Confronted by the plenty it creates, consumerism has often been confronted by threats to its very existence. The 1990s gave birth to the idea of sustainable consumption, a commitment championed by the United Nations in Rio de Janeiro in 1992. Price incentives and more-efficient technologies, it was hoped, would enable consumers to lighten the material footprint of their lifestyles.
Since then, there have been many prophecies and headlines that predict “peak stuff” and the end of consumerism. Today, climate change makes the future role of consumption increasingly uncertain. People in affluent societies, it is said, have become bored with owning lots stuff. They prefer experiences instead or are happy sharing. Dematerialisation will follow.

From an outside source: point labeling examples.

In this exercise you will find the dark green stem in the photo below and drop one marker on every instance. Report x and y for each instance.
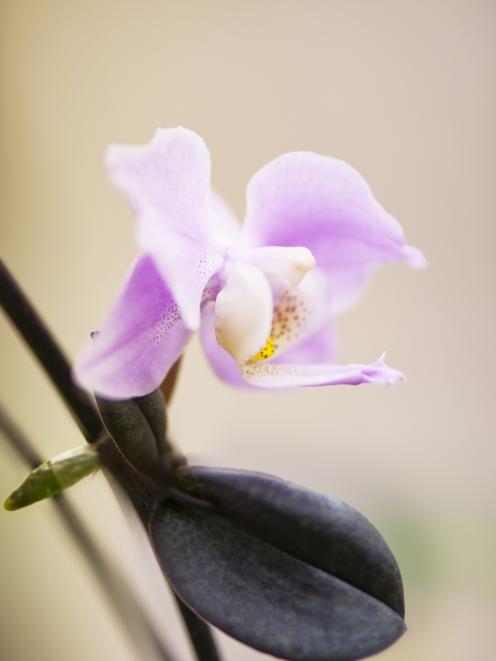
(36, 335)
(53, 361)
(113, 584)
(200, 634)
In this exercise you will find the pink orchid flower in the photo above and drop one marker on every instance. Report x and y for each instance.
(261, 295)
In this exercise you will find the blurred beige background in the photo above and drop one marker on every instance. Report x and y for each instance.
(404, 91)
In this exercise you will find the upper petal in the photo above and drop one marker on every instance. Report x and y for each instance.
(140, 340)
(304, 199)
(168, 184)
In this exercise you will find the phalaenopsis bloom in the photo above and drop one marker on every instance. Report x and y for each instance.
(262, 294)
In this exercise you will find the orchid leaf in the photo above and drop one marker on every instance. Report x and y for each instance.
(138, 427)
(289, 572)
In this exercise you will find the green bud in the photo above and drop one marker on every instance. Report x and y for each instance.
(53, 476)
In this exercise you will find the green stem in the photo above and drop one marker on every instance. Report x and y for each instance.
(52, 359)
(112, 583)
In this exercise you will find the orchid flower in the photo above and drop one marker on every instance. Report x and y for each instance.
(262, 295)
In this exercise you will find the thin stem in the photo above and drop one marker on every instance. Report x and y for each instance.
(52, 359)
(200, 634)
(111, 581)
(49, 354)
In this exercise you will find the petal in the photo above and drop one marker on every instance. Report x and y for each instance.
(303, 199)
(243, 311)
(139, 342)
(168, 184)
(298, 314)
(283, 376)
(222, 363)
(319, 347)
(287, 265)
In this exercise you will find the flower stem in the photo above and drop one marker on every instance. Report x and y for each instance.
(53, 361)
(49, 354)
(113, 584)
(200, 634)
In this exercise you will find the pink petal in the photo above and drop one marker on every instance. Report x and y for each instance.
(139, 342)
(303, 199)
(283, 376)
(168, 184)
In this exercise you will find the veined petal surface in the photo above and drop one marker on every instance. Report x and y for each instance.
(139, 342)
(168, 184)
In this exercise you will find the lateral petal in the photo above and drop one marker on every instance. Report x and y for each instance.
(304, 199)
(140, 340)
(168, 184)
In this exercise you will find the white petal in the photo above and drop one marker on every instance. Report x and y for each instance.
(243, 311)
(278, 376)
(298, 314)
(286, 264)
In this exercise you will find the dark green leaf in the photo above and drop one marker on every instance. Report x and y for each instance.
(320, 530)
(137, 427)
(277, 566)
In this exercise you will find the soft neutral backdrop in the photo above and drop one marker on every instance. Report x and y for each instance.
(402, 90)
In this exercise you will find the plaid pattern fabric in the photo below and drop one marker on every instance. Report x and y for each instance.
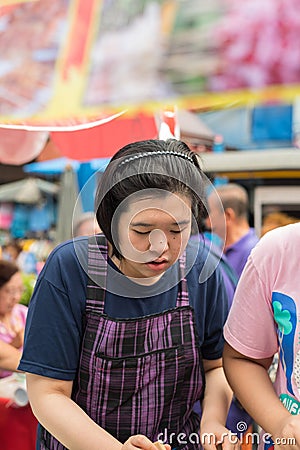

Such forecasts sound nice, but they fail to stand up to the evidence. In today’s world economy, services might be growing faster than goods, but that does not mean the number of containers is declining. And, of course, the service economy is not virtual, and requires material resources too. In Malta, people drive thousands of miles annually to do their shopping — that involves a lot of rubber, tarmac, gas, and new, wider roads. Digital computing and WiFi absorb a growing share of electricity. Low-cost airlines like RyanAir and accommodation-sharing platforms like Airbnb have likely increased frequent travel and flights, not reduced them.
Moreover, people may say they feel overwhelmed or depressed by their possessions but, in most cases, this has not converted them to living more simply. Whether and how consumers can adapt to a world of climate change remains the big question for the 21st century.